Accessing data in a CSV row?

i’m at a loss. i’m using CSV just as row reader, and i find i can’t actually access any of the data in the row.

ERROR: LoadError: MethodError: no method matching getindex(::CSV.Row{CSV.File{false,true,Parsers.BufferedIO{IOStream},Parsers.Delimited{false,true,Parsers.Quoted{Parsers.Strip{Parsers.Sentinel{typeof(Parsers.defaultparser),Parsers.Trie{0x00,false,missing,2,Tuple{}}}}},Parsers.Trie{0x00,false,missing,8,Tuple{Parsers.Trie{0x2c,true,missing,8,Tuple{}}}}},NamedTuple{(),Tuple{}}}}, ::Int64)

doesn’t work

for x in row
ERROR: LoadError: MethodError: no method matching iterate(::CSV.Row{CSV.File{false,true,Parsers.BufferedIO{IOStream},Parsers.Delimited{false,true,Parsers.Quoted{Parsers.Strip{Parsers.Sentinel{typeof(Parsers.defaultparser),Parsers.Trie{0x00,false,missing,2,Tuple{}}}}},Parsers.Trie{0x00,false,missing,8,Tuple{Parsers.Trie{0x2c,true,missing,8,Tuple{}}}}},NamedTuple{(),Tuple{}}}})

doesn’t work.

Then I realized I don’t actually know how to figure out what a row is and how i can access the elements of a row. I even went to github and looked at the code and i still can’t figure it out…

You access individual values via getproperty, so for example:

# read in csv file w/ two columns named "columnA" and "columnB"
file = CSV.File(filename)
for row in file
    println(row.columnA, row.columnB)

Oh, and you can see all the column names by doing propertynames(row), so you could iterate through all the values of a row by doing:

for column in propertynames(row)
    value = getproperty(row, column)

yes. well. silly me didn’t assign column names. so i thought if i didn’t assign column names, then i would get back something that would simply respond to numeric indices.

so i added the column labels and solved that problem, although not before i tried row[“name”] and found that didn’t work either.

btw, is there anyway to force a missing value to be interpreted as “”, i.e. the empty string ?

thank you!

p.s. how do you handle missing value when trying to assign types ?
if i know column1 is a float and column 2 might be missing OR a string, i would think i could do
types=[Float64, Union{Missing,String}]
but that doesn’t seem to work.

If your file doesn’t have column names, they’ll be automatically generated like Column1,Column2,Column3 etc. You can also just pass them in yourself by doing CSV.File(filename; header=["Column1", "Column2"], data=1).

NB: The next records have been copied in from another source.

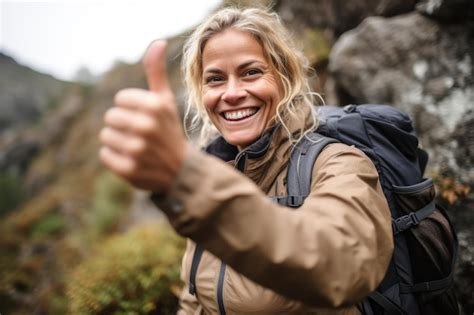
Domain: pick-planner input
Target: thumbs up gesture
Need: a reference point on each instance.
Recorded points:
(142, 140)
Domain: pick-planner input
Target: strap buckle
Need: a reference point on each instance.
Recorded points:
(404, 222)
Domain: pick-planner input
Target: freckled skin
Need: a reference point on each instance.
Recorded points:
(237, 76)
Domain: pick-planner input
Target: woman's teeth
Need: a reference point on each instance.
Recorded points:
(240, 114)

For treating missing values as empty string, you could do:

using CSV, Tables
file = CSV.File(filename) |> Tables.transform(Column2=x->coalesce(x, ""))
for row in file
    # do stuff with row

What was the error when you tried types=[Float64, Union{Missing, String}]? I think that should work, but there might be a bug. In general, you can use the allowmissing keyword argument to control how things should be treated for an entire file: allowmissing=:all is the default and will make every column a Union{T, Missing} type; alternatively, you can do allowmissing=:auto and the type will only be Union{T, Missing} if null values are detected. The third option is allowmissing=:none which will error if any missing values are detected in the file.

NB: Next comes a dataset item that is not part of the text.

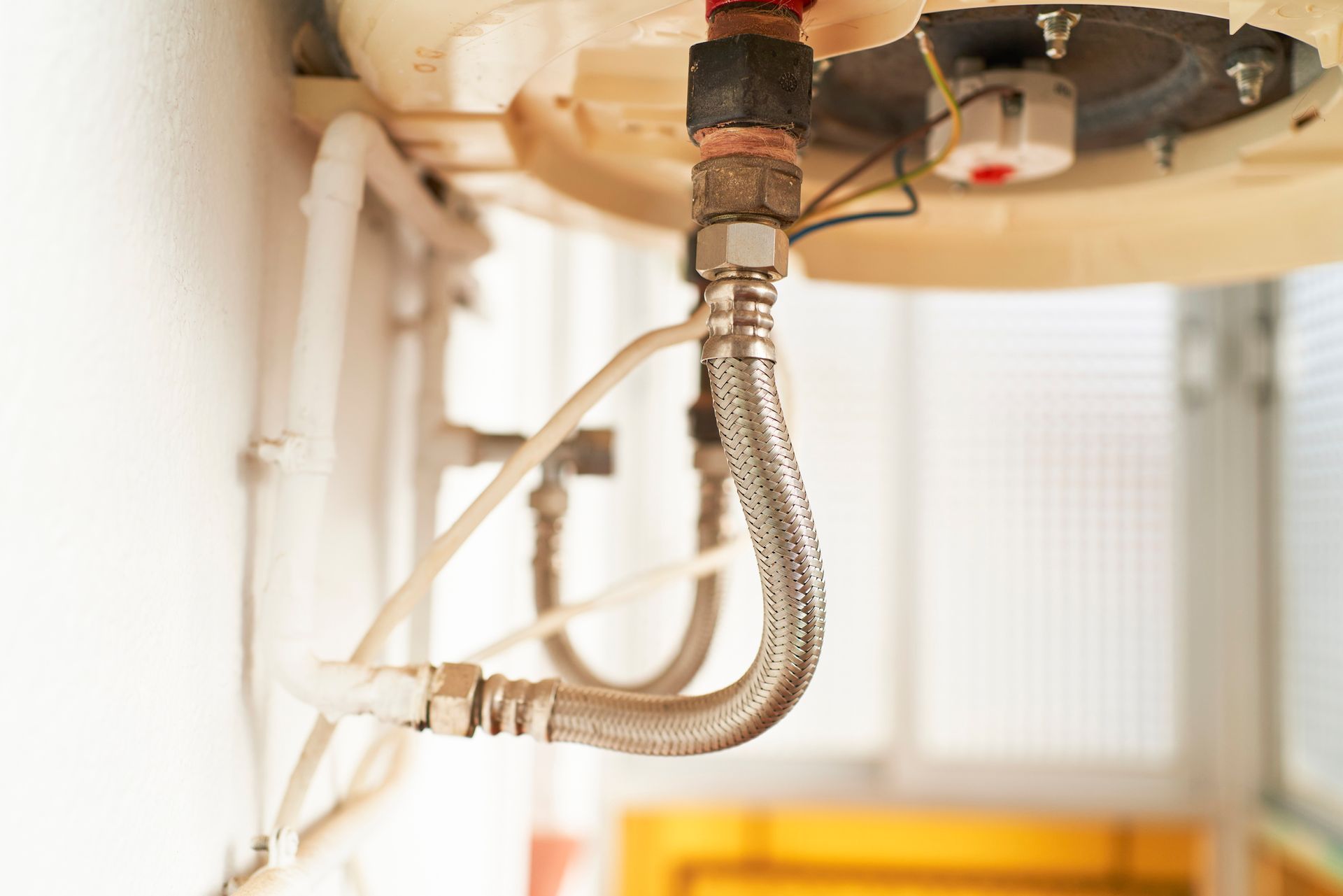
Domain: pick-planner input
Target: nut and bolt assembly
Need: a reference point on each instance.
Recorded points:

ERROR: LoadError: MethodError: Cannot convert an object of type Missing to an object of type String

I used allowmissing=:auto. The documentation doesn’t say which is default.

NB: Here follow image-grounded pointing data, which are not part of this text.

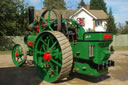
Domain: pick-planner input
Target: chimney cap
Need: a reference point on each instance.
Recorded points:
(43, 7)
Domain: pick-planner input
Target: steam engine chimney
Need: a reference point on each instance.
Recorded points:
(31, 14)
(87, 6)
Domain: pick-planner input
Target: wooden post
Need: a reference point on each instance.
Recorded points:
(94, 25)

p.s. oh, good grief. while creating a MWE, i found that Union{Missing,String} DOES work. i have no idea why it’s crashing on my real file. I’m investigating.

Yeah, let me know if you can boil it down w/ a specific file. We can create an issue at the CSV.jl repo w/ the file or I can provide you w/ a way to share the file w/ me privately.

very sneaky. buried in the file was another missing value in one of the other string columns (i knew one of the columns had missing values, but there were just a scattering of missing values in another column and much farther down a very large file, so i didn’t seem them the first time i checked through the file).

problem solved, everything is as it should be :slight_smile:

thanks for your help!

How can access whole row in a single statement and convert to a single string if necessary?

Can you be more specific? I’m not quite sure what you’re asking for here.